Stare alla larga dalle ammiratrici sfegatate. Di questa regola ne sapeva già qualcosa Clint Eastwood, che nel suo primo film da regista, Brivido nella notte del 1971, raccontava il paranoico rapporto tra un DJ radiofonico e una fan piuttosto opprimente. Figuratevi che cosa poteva uscirne se un soggetto del genere fosse finito nelle mani, con accenti vagamente autobiografici, di un tipo come Stephen King, non a caso soprannominato il ‘re del brivido’ e frequentatore dell’orrore quotidiano di vecchia data, che nel 1987 pubblicò appunto la sua personale rivisitazione del tema con Misery.

Affidandosi per la seconda volta al talento del cineasta Rob Reiner dopo il successo di Stand by Me – Ricordo di un’estate del 1986, lo scrittore del Maine nel 1990 portava quindi nei cinema Misery non deve morire, proseguendo nel suo viaggio dentro alle insidie del mestiere narrando l’allucinante avventura di Paul Sheldon (James Caan), romanziere affermato spiritosamente ricalcato sulla figura di Sidney Sheldon (L’altra faccia di mezzanotte).

Ricco ma stanco di scrivere dei romanzetti stile Harmony che hanno per protagonista un’eroina ottocentesca di nome Misery, Sheldon ha appena finito di scrivere il libro della sua vita, quello che dovrebbe dargli finalmente la dignità d’autore che la critica non gli ha ancora riconosciuto, ma sulla strada che lo porta dalle montagne del Colorado a New York incappa in una violenta tempesta di neve e finisce fuori strada con la sua macchina.

Morirebbe se una donna del luogo non lo portasse a casa e lo curasse amorevolmente.
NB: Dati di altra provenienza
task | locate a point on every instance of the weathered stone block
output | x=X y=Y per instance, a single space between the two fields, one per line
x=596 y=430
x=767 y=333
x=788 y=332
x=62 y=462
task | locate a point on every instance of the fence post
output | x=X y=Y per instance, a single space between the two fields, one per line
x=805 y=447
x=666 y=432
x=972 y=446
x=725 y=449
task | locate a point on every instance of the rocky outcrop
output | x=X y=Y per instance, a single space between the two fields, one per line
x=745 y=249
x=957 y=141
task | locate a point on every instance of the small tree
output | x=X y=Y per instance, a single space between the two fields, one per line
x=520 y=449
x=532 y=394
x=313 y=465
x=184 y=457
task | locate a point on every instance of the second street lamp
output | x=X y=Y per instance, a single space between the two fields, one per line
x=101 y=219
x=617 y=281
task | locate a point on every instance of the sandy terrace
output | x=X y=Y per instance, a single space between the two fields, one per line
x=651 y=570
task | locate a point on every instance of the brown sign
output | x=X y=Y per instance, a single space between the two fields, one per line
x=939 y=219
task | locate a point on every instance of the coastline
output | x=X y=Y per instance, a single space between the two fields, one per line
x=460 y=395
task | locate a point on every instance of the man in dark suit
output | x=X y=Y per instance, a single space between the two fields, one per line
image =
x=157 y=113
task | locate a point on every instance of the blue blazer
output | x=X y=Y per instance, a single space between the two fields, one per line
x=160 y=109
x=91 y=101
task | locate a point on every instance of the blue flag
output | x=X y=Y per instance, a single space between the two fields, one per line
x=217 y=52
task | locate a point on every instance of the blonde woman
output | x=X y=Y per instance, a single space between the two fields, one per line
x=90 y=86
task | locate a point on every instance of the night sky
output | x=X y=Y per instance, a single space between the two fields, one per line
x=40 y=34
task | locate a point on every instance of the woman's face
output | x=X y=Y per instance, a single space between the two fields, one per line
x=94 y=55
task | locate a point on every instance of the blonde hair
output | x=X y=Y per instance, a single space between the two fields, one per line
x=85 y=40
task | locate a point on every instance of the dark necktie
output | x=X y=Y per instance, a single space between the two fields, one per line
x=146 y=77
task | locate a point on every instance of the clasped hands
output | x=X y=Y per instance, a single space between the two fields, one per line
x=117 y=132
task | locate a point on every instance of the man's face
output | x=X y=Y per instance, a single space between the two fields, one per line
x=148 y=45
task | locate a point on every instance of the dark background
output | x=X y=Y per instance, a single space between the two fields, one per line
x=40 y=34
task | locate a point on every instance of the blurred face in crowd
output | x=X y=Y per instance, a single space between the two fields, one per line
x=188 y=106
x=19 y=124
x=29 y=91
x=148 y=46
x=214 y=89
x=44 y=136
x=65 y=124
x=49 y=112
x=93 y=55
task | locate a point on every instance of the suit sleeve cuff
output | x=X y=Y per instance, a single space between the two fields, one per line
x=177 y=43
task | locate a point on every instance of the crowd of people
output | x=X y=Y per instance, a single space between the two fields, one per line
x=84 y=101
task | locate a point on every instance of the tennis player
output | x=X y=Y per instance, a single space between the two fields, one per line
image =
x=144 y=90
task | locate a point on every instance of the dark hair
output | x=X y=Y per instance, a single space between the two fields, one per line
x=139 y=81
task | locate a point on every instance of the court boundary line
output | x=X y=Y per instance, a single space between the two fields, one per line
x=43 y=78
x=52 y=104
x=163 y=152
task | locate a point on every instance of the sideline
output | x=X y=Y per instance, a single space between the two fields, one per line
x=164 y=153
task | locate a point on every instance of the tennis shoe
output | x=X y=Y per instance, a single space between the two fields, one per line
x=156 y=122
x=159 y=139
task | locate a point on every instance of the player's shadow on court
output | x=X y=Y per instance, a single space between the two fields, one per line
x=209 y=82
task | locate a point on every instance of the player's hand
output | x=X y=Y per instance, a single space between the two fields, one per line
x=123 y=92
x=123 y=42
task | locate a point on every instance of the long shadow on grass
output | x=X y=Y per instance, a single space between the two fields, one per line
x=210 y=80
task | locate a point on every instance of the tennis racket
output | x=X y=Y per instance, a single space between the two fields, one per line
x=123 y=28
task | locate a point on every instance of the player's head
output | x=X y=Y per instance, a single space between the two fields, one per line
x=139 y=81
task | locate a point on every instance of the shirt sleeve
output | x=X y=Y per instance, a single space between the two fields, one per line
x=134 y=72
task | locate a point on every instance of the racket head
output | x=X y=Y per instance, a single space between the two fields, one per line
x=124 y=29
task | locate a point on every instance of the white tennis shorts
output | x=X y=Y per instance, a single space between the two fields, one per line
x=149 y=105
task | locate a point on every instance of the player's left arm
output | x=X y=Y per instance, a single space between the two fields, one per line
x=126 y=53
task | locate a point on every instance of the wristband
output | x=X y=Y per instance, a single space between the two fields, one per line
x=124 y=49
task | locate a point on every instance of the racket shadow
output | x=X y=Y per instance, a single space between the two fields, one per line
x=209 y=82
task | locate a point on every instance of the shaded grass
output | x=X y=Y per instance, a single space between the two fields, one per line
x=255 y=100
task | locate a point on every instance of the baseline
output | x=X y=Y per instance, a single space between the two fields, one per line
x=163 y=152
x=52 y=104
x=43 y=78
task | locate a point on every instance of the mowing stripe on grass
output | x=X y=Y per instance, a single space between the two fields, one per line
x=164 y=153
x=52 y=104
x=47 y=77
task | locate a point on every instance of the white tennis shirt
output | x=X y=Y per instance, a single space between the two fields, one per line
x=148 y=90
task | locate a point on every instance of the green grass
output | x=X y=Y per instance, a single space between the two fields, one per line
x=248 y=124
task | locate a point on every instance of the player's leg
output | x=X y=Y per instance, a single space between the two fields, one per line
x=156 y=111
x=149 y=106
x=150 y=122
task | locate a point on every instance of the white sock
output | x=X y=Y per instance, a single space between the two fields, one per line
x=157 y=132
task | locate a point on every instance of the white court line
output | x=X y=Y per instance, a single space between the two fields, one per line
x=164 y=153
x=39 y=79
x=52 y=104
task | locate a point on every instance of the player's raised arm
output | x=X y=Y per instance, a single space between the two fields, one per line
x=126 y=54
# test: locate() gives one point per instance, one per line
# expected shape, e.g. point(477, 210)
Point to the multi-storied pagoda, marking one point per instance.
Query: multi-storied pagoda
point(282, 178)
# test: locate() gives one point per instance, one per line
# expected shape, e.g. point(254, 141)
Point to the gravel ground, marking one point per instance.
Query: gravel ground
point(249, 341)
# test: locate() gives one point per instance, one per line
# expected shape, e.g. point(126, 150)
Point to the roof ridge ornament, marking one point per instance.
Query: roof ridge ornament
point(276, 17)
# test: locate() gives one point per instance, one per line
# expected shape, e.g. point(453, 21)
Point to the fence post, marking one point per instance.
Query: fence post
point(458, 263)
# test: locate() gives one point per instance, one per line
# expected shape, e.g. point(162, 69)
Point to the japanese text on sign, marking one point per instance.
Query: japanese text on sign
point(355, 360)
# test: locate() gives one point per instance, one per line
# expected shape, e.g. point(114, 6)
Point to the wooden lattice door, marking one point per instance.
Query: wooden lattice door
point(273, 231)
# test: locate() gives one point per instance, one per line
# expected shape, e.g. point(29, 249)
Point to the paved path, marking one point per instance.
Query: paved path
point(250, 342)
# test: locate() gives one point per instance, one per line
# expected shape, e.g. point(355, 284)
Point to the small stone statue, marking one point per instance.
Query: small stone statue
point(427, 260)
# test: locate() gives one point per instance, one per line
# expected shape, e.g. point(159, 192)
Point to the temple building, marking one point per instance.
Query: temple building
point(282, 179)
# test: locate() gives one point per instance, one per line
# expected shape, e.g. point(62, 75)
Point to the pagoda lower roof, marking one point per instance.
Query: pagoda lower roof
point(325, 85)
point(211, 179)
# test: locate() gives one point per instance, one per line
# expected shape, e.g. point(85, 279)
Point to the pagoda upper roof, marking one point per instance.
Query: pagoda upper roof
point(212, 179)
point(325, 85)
Bella fortuna, direte voi. Non nel caso di Annie Wilkes (Kathy Bates) un’infermiera professionista con la passione sfrenata per Misery alla quale non va tanto giù che il personaggio dei suoi sogni stia per essere ucciso sulla carta dallo scrittore.

Tesissimo thriller da camera costato 20 milioni di dollari (ne incasserà 60 nel mondo), quasi interamente ambientato nella fattoria isolata dove la convalescenza si trasforma in prigionia, Misery non deve morire porta alle estreme conseguenze, in una coloritura cupamente metaforica, il legame di dipendenza psicologica che connota talvolta la letteratura popolare di consumo. Nevrotica e diabolica, dietro l’aspetto rassicurante da brava massaia, Annie inchioda – letteralmente – il povero Sheldon al letto. Lo riempie di barbiturici, gli spacca le gambe con una mazza per non farlo fuggire e lo obbliga a partorire una nuova avventura più felice per la sua Misery.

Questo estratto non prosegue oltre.